El fiduciario que se respeta debe verse a sí mismo como un sastre que hace trajes a la medida para quienes están dispuestos a mantenerse en forma; ¿o acaso alguien pide que se le confeccione un traje que le quede grande o pequeño?
Daría gusto que quienes fijan las políticas fiscales no vean al fideicomiso como un salón de belleza donde se “maquillan” balances. No se exagera cuando se consulta una simple confirmación de recepción de declaración de impuestos, donde con otras palabras (que significan lo mismo) se indica: “acusamos recibo y más les vale que no estén mintiendo”. Pues no, señores; el fiduciario no es un mentiroso contumaz o un mitómano; es un profesional que administra confianza.

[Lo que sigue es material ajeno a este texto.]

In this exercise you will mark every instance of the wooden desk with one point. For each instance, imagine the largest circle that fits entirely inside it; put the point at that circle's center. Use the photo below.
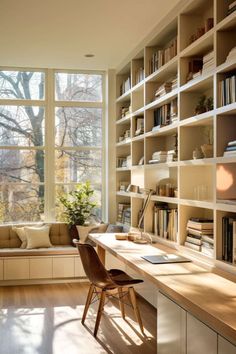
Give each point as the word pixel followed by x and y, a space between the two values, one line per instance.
pixel 209 297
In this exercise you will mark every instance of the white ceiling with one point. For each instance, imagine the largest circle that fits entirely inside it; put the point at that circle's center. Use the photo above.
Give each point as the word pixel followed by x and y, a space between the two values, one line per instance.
pixel 57 33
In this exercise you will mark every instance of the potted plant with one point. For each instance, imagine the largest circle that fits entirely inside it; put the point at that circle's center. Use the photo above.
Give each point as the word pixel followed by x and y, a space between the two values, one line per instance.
pixel 78 206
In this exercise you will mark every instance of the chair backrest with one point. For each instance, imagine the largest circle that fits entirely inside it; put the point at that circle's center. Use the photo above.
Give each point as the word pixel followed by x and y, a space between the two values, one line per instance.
pixel 93 267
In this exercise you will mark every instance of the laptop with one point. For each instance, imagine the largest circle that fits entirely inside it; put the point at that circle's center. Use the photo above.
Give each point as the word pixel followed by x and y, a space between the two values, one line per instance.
pixel 166 258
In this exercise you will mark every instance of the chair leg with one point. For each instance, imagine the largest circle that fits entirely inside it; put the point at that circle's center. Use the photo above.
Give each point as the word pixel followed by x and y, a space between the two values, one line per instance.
pixel 135 307
pixel 122 307
pixel 100 309
pixel 88 302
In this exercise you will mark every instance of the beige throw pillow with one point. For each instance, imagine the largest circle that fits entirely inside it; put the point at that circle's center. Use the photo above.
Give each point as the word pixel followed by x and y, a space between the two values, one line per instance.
pixel 38 237
pixel 20 231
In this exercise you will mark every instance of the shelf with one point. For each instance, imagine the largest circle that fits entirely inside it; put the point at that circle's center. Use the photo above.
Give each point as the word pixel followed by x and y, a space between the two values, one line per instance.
pixel 123 143
pixel 162 165
pixel 193 177
pixel 201 83
pixel 123 169
pixel 163 100
pixel 167 130
pixel 228 23
pixel 201 45
pixel 165 71
pixel 157 198
pixel 124 97
pixel 138 138
pixel 226 66
pixel 124 120
pixel 228 109
pixel 138 86
pixel 200 119
pixel 198 162
pixel 138 112
pixel 197 203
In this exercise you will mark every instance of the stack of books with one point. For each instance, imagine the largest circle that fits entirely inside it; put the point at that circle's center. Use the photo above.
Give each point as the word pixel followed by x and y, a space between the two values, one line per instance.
pixel 163 89
pixel 124 161
pixel 200 235
pixel 166 114
pixel 228 239
pixel 162 56
pixel 121 208
pixel 231 55
pixel 230 150
pixel 127 216
pixel 165 222
pixel 125 86
pixel 139 75
pixel 125 111
pixel 227 90
pixel 208 62
pixel 231 7
pixel 158 157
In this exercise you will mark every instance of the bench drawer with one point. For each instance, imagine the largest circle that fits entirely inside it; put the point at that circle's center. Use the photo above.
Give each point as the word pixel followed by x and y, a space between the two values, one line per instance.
pixel 41 268
pixel 16 269
pixel 63 267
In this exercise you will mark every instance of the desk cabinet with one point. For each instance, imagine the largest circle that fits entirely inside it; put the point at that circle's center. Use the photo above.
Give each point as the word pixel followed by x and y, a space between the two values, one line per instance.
pixel 200 338
pixel 225 347
pixel 171 327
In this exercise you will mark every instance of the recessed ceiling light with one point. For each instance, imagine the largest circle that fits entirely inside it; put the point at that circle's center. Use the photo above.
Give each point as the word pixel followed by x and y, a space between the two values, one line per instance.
pixel 89 55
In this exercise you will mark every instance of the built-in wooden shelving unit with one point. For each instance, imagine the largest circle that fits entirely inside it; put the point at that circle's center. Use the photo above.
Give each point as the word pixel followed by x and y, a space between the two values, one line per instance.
pixel 201 35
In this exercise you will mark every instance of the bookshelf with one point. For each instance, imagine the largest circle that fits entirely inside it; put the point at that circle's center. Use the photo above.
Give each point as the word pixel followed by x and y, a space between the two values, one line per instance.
pixel 195 52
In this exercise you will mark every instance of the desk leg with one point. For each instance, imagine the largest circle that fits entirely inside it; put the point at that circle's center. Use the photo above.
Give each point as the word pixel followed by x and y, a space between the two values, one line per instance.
pixel 101 254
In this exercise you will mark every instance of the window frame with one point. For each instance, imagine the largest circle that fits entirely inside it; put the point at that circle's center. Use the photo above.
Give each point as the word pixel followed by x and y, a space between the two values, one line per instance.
pixel 50 104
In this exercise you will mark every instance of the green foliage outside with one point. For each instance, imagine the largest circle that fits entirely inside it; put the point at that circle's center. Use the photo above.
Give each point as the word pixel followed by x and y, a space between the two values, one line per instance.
pixel 78 204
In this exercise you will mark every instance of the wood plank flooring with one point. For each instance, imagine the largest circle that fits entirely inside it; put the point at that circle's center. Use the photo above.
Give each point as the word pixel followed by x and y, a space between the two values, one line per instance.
pixel 46 319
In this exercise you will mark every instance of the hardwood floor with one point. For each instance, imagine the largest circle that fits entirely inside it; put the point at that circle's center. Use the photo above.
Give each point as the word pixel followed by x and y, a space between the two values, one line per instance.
pixel 46 319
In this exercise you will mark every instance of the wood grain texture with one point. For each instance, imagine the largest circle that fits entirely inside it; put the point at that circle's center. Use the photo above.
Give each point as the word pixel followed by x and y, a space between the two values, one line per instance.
pixel 208 296
pixel 46 319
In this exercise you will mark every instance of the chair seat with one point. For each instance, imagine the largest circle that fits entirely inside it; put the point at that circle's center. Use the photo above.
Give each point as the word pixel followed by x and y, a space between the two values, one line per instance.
pixel 121 278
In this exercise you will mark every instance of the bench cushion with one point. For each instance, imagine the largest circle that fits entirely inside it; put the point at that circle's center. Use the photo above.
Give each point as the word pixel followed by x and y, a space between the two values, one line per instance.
pixel 59 235
pixel 52 251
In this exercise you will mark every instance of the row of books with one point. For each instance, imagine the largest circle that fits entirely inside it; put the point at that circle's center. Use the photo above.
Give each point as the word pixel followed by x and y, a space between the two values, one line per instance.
pixel 139 75
pixel 162 56
pixel 165 222
pixel 227 90
pixel 163 156
pixel 230 150
pixel 125 86
pixel 125 111
pixel 124 161
pixel 165 114
pixel 231 7
pixel 200 235
pixel 124 213
pixel 167 87
pixel 228 239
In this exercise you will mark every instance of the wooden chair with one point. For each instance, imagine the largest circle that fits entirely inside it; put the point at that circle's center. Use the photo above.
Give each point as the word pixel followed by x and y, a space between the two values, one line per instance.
pixel 106 282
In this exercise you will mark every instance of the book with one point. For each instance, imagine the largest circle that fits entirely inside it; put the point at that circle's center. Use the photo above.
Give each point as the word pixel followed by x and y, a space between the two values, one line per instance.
pixel 192 246
pixel 199 232
pixel 200 225
pixel 193 240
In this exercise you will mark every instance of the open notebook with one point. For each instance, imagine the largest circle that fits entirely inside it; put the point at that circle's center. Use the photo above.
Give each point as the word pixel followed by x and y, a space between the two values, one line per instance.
pixel 165 258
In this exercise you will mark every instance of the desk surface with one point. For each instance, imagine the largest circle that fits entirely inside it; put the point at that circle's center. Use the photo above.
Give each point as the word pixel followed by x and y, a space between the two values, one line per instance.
pixel 209 297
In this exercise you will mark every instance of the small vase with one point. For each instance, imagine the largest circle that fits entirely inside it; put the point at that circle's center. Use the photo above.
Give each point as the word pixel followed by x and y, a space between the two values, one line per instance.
pixel 207 150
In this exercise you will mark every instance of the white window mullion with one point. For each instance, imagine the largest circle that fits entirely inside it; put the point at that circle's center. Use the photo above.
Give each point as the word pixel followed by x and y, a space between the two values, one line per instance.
pixel 49 143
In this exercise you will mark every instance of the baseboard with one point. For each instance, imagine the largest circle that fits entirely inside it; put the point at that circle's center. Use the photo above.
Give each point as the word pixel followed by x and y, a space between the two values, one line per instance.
pixel 42 281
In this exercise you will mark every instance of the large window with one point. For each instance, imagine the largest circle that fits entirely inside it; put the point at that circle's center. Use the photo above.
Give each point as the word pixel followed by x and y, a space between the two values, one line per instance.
pixel 50 139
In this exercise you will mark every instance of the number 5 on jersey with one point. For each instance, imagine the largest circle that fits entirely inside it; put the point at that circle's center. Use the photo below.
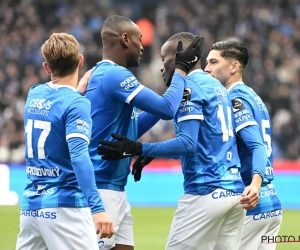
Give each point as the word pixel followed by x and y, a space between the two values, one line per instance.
pixel 46 128
pixel 227 131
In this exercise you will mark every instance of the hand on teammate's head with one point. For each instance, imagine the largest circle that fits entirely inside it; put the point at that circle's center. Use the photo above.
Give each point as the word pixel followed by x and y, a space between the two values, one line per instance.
pixel 188 58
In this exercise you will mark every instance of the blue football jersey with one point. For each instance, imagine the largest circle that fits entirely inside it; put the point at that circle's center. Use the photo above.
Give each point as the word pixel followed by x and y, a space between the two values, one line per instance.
pixel 52 115
pixel 110 90
pixel 216 163
pixel 250 110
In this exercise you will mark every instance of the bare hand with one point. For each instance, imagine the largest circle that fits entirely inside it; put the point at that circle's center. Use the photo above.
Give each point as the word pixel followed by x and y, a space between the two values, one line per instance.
pixel 104 225
pixel 250 197
pixel 82 85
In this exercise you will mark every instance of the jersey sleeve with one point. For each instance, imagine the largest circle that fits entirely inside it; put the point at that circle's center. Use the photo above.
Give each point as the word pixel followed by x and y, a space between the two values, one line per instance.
pixel 243 114
pixel 78 120
pixel 191 104
pixel 121 84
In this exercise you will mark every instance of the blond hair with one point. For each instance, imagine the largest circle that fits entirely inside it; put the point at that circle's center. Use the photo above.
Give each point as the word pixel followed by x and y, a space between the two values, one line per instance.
pixel 61 53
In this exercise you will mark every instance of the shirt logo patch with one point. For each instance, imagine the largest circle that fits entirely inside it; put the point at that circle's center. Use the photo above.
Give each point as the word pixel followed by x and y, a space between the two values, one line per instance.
pixel 237 104
pixel 186 94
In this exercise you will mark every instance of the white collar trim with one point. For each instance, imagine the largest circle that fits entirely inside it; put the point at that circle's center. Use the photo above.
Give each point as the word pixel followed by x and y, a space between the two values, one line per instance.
pixel 57 86
pixel 106 60
pixel 194 71
pixel 233 85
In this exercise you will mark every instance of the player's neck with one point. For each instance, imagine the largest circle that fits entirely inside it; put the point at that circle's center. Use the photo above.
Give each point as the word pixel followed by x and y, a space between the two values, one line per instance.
pixel 114 58
pixel 70 80
pixel 232 80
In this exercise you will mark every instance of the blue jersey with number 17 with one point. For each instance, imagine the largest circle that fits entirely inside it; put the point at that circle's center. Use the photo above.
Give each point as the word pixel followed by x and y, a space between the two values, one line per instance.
pixel 250 110
pixel 216 163
pixel 53 115
pixel 110 90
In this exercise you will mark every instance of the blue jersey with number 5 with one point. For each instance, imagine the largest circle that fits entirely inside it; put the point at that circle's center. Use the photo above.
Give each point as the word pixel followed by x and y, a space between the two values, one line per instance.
pixel 216 163
pixel 52 115
pixel 249 110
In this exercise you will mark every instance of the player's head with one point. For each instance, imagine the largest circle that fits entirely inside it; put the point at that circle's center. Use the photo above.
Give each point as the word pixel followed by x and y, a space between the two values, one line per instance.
pixel 226 59
pixel 61 54
pixel 122 36
pixel 168 53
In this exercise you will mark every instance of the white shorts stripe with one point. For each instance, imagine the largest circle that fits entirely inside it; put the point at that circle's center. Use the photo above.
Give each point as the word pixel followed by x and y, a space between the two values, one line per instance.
pixel 191 117
pixel 78 135
pixel 238 128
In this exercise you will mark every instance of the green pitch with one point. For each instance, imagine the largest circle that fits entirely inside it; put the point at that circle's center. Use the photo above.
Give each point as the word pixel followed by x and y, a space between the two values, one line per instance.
pixel 151 226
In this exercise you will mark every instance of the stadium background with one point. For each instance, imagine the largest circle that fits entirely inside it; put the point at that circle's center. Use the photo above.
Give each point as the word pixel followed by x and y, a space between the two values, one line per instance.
pixel 270 29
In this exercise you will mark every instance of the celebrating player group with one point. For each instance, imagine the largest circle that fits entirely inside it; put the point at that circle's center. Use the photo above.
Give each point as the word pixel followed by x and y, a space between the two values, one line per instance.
pixel 80 139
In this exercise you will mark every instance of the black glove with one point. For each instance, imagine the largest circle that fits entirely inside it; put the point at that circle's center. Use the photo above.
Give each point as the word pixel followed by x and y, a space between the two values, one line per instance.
pixel 138 166
pixel 120 149
pixel 187 59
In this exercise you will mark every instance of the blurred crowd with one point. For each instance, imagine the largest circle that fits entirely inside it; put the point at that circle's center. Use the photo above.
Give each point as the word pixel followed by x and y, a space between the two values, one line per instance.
pixel 270 29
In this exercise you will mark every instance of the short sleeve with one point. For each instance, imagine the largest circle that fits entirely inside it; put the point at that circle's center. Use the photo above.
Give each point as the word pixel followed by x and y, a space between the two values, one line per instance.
pixel 243 115
pixel 191 104
pixel 121 83
pixel 78 120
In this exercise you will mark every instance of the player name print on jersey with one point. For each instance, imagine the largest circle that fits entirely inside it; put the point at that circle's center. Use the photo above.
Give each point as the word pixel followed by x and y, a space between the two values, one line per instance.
pixel 237 104
pixel 33 170
pixel 39 107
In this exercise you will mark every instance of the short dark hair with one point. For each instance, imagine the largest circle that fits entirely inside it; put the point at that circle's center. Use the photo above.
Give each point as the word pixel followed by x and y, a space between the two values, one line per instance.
pixel 232 50
pixel 185 37
pixel 61 52
pixel 116 22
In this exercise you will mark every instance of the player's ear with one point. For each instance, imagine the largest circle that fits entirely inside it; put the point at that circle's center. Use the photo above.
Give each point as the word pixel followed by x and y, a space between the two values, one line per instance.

Podrán imaginar lo difícil que es para el fiduciario mantenerse imperturbable cuando aparece algún “creativo” que propone hacer algo indebido: hay que saber controlar los sentimientos para contener los deseos de lanzarlo por la ventana. También están los que piden, piden y piden y cuando llega la factura del profesional gritan: “¿taaan-toooooo?, pero si eso yo lo podía hacer”, y entonces piden… rebaja. O peor aún, los que pagan a un abogado el doble (o más) para que cambie el orden de las palabras o aumente unas cuantas comas a los contratos. ¡Duele!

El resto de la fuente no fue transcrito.